As today’s businesses serve an increasingly global customer base, it is becoming a standard requirement to translate technical documents into multiple languages. Unfortunately, technical documents are at risk for localisation errors if the content is not prepared in the right way. When converting these types of documents for a global audience, there is much more to the process than simply handing over a file for translation. However, you can alleviate a number of potential localisation problems by following the five best practices provided below.

1. Write for a Global Audience

One way to minimise localisation errors is to ensure that the source document is written with multilingual readers in mind. Make sure the content is free of cultural references and idiomatic expressions that will not readily be understood by people reading the document in a different language. Even if the words or phrases are properly translated, the meaning could easily be lost. For example, national identification, standards and regulations such as National Insurance Number, Social Insurance Number, HIPAA, and IRS can be mistranslated.

Also, make sure that all symbols used in the document are easily recognisable to international audiences. Don’t assume that because a symbol is considered “standard” in your company’s home country, it is used in other areas of the world.

2. Note That Translated Text Will Impact the Layout

Most languages are 20 per cent longer than English when written out. When you’re translating from English to other languages, your layout will need to allow for extra space to accommodate the translated content. Also, since diagrams and images often make up a large part of technical documents such as installation and operating manuals, the layout may need to change to ensure that images line up properly with the text. This same rule also applies to columns, text boxes and other graphic elements in the layout.
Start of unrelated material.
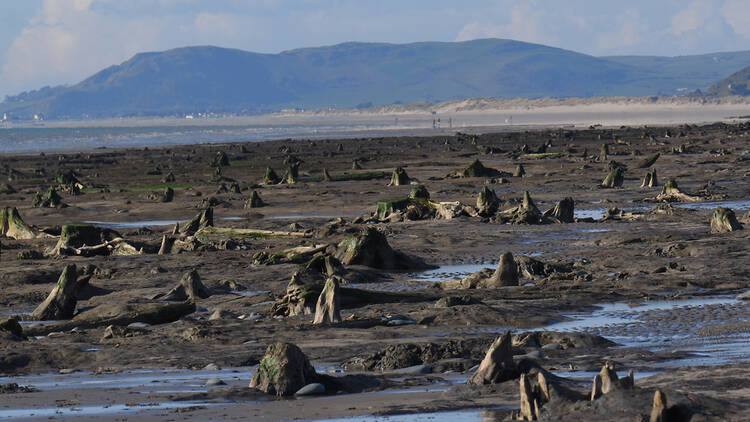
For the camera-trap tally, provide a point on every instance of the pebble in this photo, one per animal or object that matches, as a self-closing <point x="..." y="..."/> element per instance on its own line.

3. Avoid Embedding Text in Graphics

Visual elements are a key component in technical documentation but they must be comprehensible to global readers. If possible, avoid using text in graphics (e.g., charts, images, graphs), and if possible, use captions instead. If there is no way to create an image devoid of text, make sure the text is translated so the translators can re-create a layered graphic for each language into which the document will be translated.

4. Create a Clear File Management Structure

When providing technical documents to your language service provider, be sure to deliver them in the original or native editable file format with clear instructions for handling each file. For large projects with multiple files, provide a hierarchal file structure that is easy for translators to understand and navigate. This will help the process run more smoothly and efficiently.

5. Watch Returns and Spacing

Remind your writers that the use of hard and soft returns can affect translated content. Writers often insert breaks as a way to make sure the content fits the page layout. However, broken sentences can be problematic when the file is translated.

The translation of technical documents often requires additional work from your technical writers, designers and your language service provider. One way to minimise errors and ensure the work comes back in a timely manner is to adhere to the five recommendations outlined above. These guidelines may not completely eliminate language translation problems, but they will certainly help create content that is easy to localise for a global, multilingual audience.